What Grief Continues To Teach Me

From Opening Our Hearts Transforming Our Losses, Conference Approved Literature, p. 170-172:

“After the acute pain of grief, the one feeling at the forefront now is gratitude— tremendous, overwhelming gratitude.”

“I’ll probably never know why some people are able to find recovery while others are not.  Still, I’m astonished to discover that not only in spite of, but because of my losses, I am more keenly aware of the tenuousness, the delicacy, and the beauty of every moment.”

 I particularly like this book because it’s straightforward and puts the stress on positive solutions. It takes the disease of substance use disorder out of the closet and shows it at its worst, which is why people affected by it have earned the right to grieve. I know many people who can’t even admit to the disease in their family, much less grieve about it. The book puts our losses out on the table, but doesn’t leave us mourning. The shared stories show us how to move on with our lives.

            Whether or not your loved one has died, I highly recommend this book. For the families of substance abusers, it is intensely painful to watch these people descend into this terrible disease. We know many ways to help, but there is no magic bullet to cure them. This fact alone has caused me years of grief.
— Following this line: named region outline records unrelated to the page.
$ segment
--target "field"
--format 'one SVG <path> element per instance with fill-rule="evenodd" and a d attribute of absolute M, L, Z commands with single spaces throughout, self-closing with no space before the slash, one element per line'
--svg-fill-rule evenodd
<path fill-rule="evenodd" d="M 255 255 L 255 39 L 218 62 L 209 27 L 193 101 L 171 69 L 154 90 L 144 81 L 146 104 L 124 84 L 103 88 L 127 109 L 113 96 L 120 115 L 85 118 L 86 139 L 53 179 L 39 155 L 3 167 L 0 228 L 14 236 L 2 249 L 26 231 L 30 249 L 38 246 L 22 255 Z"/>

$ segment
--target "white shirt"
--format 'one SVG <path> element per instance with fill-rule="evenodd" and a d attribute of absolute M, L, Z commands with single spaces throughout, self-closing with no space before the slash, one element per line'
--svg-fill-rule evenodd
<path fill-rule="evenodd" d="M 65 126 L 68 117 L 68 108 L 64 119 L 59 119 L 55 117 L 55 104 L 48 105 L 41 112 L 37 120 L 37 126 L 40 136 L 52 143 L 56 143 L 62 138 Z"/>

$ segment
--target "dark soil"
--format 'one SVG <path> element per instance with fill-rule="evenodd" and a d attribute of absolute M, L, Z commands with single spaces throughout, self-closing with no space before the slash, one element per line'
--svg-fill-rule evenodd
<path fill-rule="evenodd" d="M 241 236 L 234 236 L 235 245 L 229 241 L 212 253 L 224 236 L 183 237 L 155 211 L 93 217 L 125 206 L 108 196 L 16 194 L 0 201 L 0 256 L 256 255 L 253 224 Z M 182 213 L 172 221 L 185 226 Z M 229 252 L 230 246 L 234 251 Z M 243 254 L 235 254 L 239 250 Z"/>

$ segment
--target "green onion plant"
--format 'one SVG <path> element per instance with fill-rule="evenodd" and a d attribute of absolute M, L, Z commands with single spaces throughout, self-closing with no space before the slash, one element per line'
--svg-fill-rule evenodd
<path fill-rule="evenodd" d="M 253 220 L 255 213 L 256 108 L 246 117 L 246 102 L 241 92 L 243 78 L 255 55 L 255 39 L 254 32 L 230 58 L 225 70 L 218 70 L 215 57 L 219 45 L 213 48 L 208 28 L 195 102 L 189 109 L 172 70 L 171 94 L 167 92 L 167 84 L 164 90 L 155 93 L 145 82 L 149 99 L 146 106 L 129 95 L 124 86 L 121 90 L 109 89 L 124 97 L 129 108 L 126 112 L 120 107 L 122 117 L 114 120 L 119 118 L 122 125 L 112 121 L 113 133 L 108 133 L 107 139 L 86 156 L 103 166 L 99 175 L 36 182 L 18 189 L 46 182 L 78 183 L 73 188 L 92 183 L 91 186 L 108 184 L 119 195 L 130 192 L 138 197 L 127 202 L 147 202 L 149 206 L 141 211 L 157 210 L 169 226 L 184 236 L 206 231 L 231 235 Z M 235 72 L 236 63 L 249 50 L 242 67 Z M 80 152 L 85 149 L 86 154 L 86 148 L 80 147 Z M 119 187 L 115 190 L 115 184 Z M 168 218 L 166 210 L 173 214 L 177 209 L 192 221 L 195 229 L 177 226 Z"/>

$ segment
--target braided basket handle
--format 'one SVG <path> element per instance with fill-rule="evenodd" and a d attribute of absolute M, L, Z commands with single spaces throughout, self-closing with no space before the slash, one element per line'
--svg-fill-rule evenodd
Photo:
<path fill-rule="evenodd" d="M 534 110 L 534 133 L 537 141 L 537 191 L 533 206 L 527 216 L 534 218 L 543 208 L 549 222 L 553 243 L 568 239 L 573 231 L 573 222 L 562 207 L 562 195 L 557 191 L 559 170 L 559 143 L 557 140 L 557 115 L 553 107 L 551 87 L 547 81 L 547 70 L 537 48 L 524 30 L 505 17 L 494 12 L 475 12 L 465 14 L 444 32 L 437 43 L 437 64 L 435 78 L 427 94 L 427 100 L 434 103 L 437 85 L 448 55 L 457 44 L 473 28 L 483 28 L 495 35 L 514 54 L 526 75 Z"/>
And I found much empathy and comfort in the collection of stories found here.

Redemption and Freedom

From Hope For Today, Conference Approved Literature, October 29:

“Now when my son tells me he was teased at school, I pass on my recovery lessons to him as we talk about self-love. I teach him what I have learned in Al-Anon. I help him by suggesting simple ways he can detach. I explain how he can let it begin with him by not retaliating. I help him understand that sometimes he also does things that hurt others and that he can feel better about himself by making amends. Not only has Al-Anon helped heal my past, it’s helping me give my son a healthier future.”

In an excerpt from my Homepage, I draw a similar conclusion:

“The true blessing of my recovery program is that its embedded principles cover all aspects of my life. Letting go of any particular substance is just one step toward spiritual recovery. I have found after a number of years that following the guidelines of recovery enhances my life in all areas. As my confidence grows, my relationships tend to work better, and when there is (inevitable) conflict, the means to work through differences honestly and effectively seem more attainable. 
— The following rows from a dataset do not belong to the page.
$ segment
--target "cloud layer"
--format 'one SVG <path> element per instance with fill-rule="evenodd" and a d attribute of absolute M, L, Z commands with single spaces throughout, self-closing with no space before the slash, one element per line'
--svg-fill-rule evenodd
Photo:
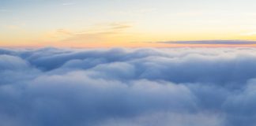
<path fill-rule="evenodd" d="M 168 44 L 206 44 L 206 45 L 254 45 L 256 41 L 249 40 L 201 40 L 201 41 L 167 41 L 158 42 Z"/>
<path fill-rule="evenodd" d="M 252 126 L 256 49 L 0 50 L 0 125 Z"/>

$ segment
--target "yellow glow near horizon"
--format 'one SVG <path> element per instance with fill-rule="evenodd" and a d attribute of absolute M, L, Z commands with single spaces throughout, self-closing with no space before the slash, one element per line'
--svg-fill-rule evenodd
<path fill-rule="evenodd" d="M 245 1 L 0 2 L 0 46 L 194 46 L 156 42 L 256 40 L 256 2 Z"/>

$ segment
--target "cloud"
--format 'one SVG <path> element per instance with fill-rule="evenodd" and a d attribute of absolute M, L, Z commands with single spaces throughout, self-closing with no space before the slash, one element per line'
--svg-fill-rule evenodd
<path fill-rule="evenodd" d="M 255 54 L 0 49 L 0 125 L 252 126 Z"/>
<path fill-rule="evenodd" d="M 168 44 L 221 44 L 221 45 L 250 45 L 256 44 L 256 41 L 249 40 L 201 40 L 201 41 L 167 41 L 158 42 Z"/>

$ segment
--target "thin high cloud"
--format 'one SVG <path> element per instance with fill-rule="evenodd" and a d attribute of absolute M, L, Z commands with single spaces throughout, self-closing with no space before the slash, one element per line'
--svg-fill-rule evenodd
<path fill-rule="evenodd" d="M 206 45 L 253 45 L 256 41 L 249 40 L 201 40 L 201 41 L 166 41 L 157 42 L 168 44 L 206 44 Z"/>
<path fill-rule="evenodd" d="M 0 50 L 0 125 L 253 126 L 255 48 Z"/>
I envision a world where the shame and stigma of substance use disorder is replaced by understanding that it is a brain disease, compassion for those affected by it, and appropriate government intervention in support and treatment of it. My mission is to share my experience, strength and hope with all those affected by this illness. Substance use disorder has reached epidemic proportions in our society, even more so in this time of global pandemic. Many people, in their fear and isolation, are turning to easy solutions to escape the tedium of quarantine. And some solutions are addictive. But none of us is alone. By sharing with others, we can put an end to our isolation. It is my wish to share with you my journey toward wellness in all aspects of my life. As we touch each other’s lives in fellowship, our struggles seem smaller, and our hope for a happier life grows.”